The effect of pore size on tissue ingrowth and neovascularization in porous bioceramics of controlled architecture in vivo.

The purpose of this study was to investigate the role of pore size on tissue ingrowth and neovascularization in porous bioceramics under the accurate control of the pore parameters. For that purpose, β-tricalcium phosphate (β-TCP) cylinders with four different macropore sizes (300-400, 400-500, 500-600 and 600-700 µm) but the same interconnection size (120 µm) and unchangeable porosity were implanted into fascia lumbodorsalis in rabbits. The fibrous tissues and blood vessels formed in scaffolds were observed histologically and histomorphometrically. The vascularization of the porous bioceramics was analyzed by single-photon emission computed tomography (SPECT). It is found that pore size as an important parameter of a porous structure plays an important role in tissue infiltration into porous biomaterial scaffolds. The amount of fibrous tissue ingrowth increases with the decrease of the pore size.
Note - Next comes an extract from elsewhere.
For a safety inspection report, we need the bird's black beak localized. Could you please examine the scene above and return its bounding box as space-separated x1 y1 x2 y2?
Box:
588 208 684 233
In four kinds of scaffolds with different macropore sizes (300-400, 400-500, 500-600 and 600-700 µm) and a constant interconnection size of 120 µm, the areas of fibrous tissue (%) were 60.5%, 52.2%, 41.3% and 37.3%, respectively, representing a significant decrease at 4 weeks (P < 0.01). The pore size of a scaffold is closely related to neovascularization of macroporous biomaterials implanted in vivo. A large pore size is beneficial for the growth of blood vessels, and the diameter of a pore smaller than 400 µm limits the growth of blood vessels and results in a smaller blood vessel diameter.